What a beautifully written post.

biscuit
16 years ago

I think Riley looks just like you + Dylan looks just like JB. I wasn’t sure who Dylan resembled more until I saw these pictures.

He gets more handsome every day! I can’t wait to meet my future son-in-law. . . ha ha ha!

Here is a recent pic of your future daughter-in-law:

http://i76.photobucket.com/albums/j3/kellywmars/Maggie8-12weeks295.jpg

I. Heart. My. Speedlight!
I’m kicking my own ass for not buying it the same time as my camera! OMG it’s so wonderful! I have you to thank. :)

taryn
taryn
16 years ago

Thanks for that wonderful post – definitely a tear jerker.
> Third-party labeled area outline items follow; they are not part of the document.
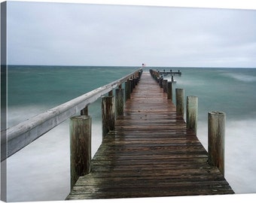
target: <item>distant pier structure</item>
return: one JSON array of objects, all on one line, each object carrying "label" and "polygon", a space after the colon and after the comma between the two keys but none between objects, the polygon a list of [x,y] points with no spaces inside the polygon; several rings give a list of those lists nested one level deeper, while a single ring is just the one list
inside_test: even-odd
[{"label": "distant pier structure", "polygon": [[180,71],[180,70],[178,70],[178,71],[172,71],[172,69],[170,69],[169,71],[166,71],[165,69],[163,71],[157,71],[159,72],[160,76],[181,76],[181,72]]}]

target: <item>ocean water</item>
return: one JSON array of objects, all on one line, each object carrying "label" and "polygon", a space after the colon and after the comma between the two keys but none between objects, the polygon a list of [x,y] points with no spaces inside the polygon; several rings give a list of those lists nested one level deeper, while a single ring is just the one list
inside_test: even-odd
[{"label": "ocean water", "polygon": [[[112,82],[138,67],[24,66],[8,69],[8,126]],[[145,71],[150,68],[145,68]],[[154,68],[159,70],[170,68]],[[198,138],[207,150],[208,112],[226,113],[225,177],[236,193],[256,192],[256,69],[179,69],[174,88],[199,98]],[[167,79],[170,80],[169,77]],[[174,99],[175,101],[175,99]],[[92,153],[102,139],[101,101],[89,107]],[[63,200],[69,192],[69,120],[7,161],[8,200]],[[18,180],[18,181],[17,181]]]}]

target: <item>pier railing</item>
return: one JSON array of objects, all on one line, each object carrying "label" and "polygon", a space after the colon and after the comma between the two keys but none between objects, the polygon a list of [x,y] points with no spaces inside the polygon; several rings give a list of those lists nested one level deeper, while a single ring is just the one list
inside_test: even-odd
[{"label": "pier railing", "polygon": [[[29,145],[61,123],[69,119],[72,116],[79,112],[82,115],[86,114],[84,112],[87,111],[87,106],[90,104],[93,103],[106,93],[111,92],[114,89],[120,88],[124,82],[130,81],[129,84],[133,85],[130,80],[133,81],[133,80],[134,83],[136,83],[142,71],[142,68],[139,68],[119,80],[99,87],[11,127],[5,130],[5,132],[2,132],[1,147],[2,153],[1,154],[1,162]],[[129,96],[129,92],[126,94],[126,96]]]}]

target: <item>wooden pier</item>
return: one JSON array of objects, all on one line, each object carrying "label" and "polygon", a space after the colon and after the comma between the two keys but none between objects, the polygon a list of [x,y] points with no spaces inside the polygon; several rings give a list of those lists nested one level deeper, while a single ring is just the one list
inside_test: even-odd
[{"label": "wooden pier", "polygon": [[67,200],[234,193],[167,93],[144,72]]}]

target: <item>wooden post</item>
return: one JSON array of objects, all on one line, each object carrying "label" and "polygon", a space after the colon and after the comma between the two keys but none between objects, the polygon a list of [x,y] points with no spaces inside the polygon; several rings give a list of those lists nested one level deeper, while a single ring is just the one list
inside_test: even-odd
[{"label": "wooden post", "polygon": [[123,114],[123,89],[115,89],[115,109],[117,116]]},{"label": "wooden post", "polygon": [[133,79],[130,79],[130,90],[131,90],[131,92],[133,92]]},{"label": "wooden post", "polygon": [[172,82],[167,82],[167,98],[172,101]]},{"label": "wooden post", "polygon": [[184,89],[175,89],[176,95],[176,113],[178,115],[181,115],[184,118]]},{"label": "wooden post", "polygon": [[80,111],[80,115],[81,116],[88,116],[88,106],[86,106]]},{"label": "wooden post", "polygon": [[102,138],[111,130],[114,129],[114,96],[102,97]]},{"label": "wooden post", "polygon": [[130,83],[130,80],[125,82],[125,101],[127,101],[127,99],[131,98],[131,84]]},{"label": "wooden post", "polygon": [[136,87],[136,78],[133,77],[133,89]]},{"label": "wooden post", "polygon": [[168,82],[168,80],[163,80],[163,92],[167,92],[167,82]]},{"label": "wooden post", "polygon": [[208,161],[224,175],[224,135],[226,115],[224,112],[208,113]]},{"label": "wooden post", "polygon": [[113,90],[108,92],[108,96],[113,95]]},{"label": "wooden post", "polygon": [[160,86],[160,88],[163,88],[163,78],[162,77],[159,79],[159,85]]},{"label": "wooden post", "polygon": [[187,97],[187,127],[191,129],[197,135],[197,109],[198,98],[197,96]]},{"label": "wooden post", "polygon": [[92,120],[88,116],[70,118],[70,186],[90,172]]}]

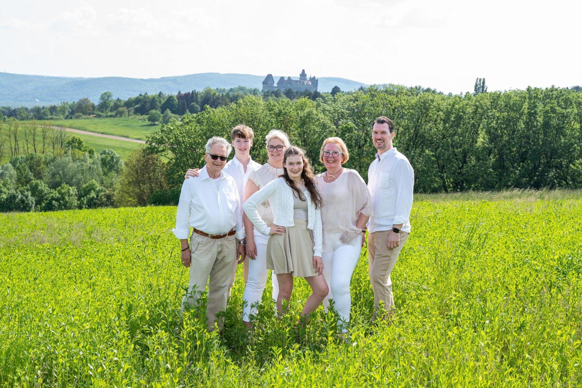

As a mom to a nearly 2 year old daughter, who is also 7 months pregnant (with another girl)- I have been dutifully reading your posts about having #2 and mentally preparing myself, though I know that’s really never possible. I love how raw and real you were about how hard those first weeks/month are and I love even more that you give me hope that I will get through it and have even more love for my two little ones.
Thanks a million times over!

Anais
Anais
16 years ago

That close up of Dylan’s gorgeous awe-struck face is just beautiful. I love your photography.

Leah
16 years ago

He’s magnificent. You’re all so lucky.

Amber
16 years ago

You really are a wonderful photographer – those pictures are FANTABULOUS!

In the Trenches of Mommyhood

Simply lovely.

warcrygirl
16 years ago

My sister once asked me how do I divide my love between two kids. I told her that my love wasn’t divided, it was multiplied.

kristylynne
kristylynne
16 years ago

Ah, he is beautiful. You are so lucky.

And yes, I often want to hit pause too. I have often thought how nice it could be if my son could stay just the age he is for about a year or so. They grow up too damn fast.

Sonia
16 years ago

These photos are just incredibly beautiful Linda, and as always your writing is too.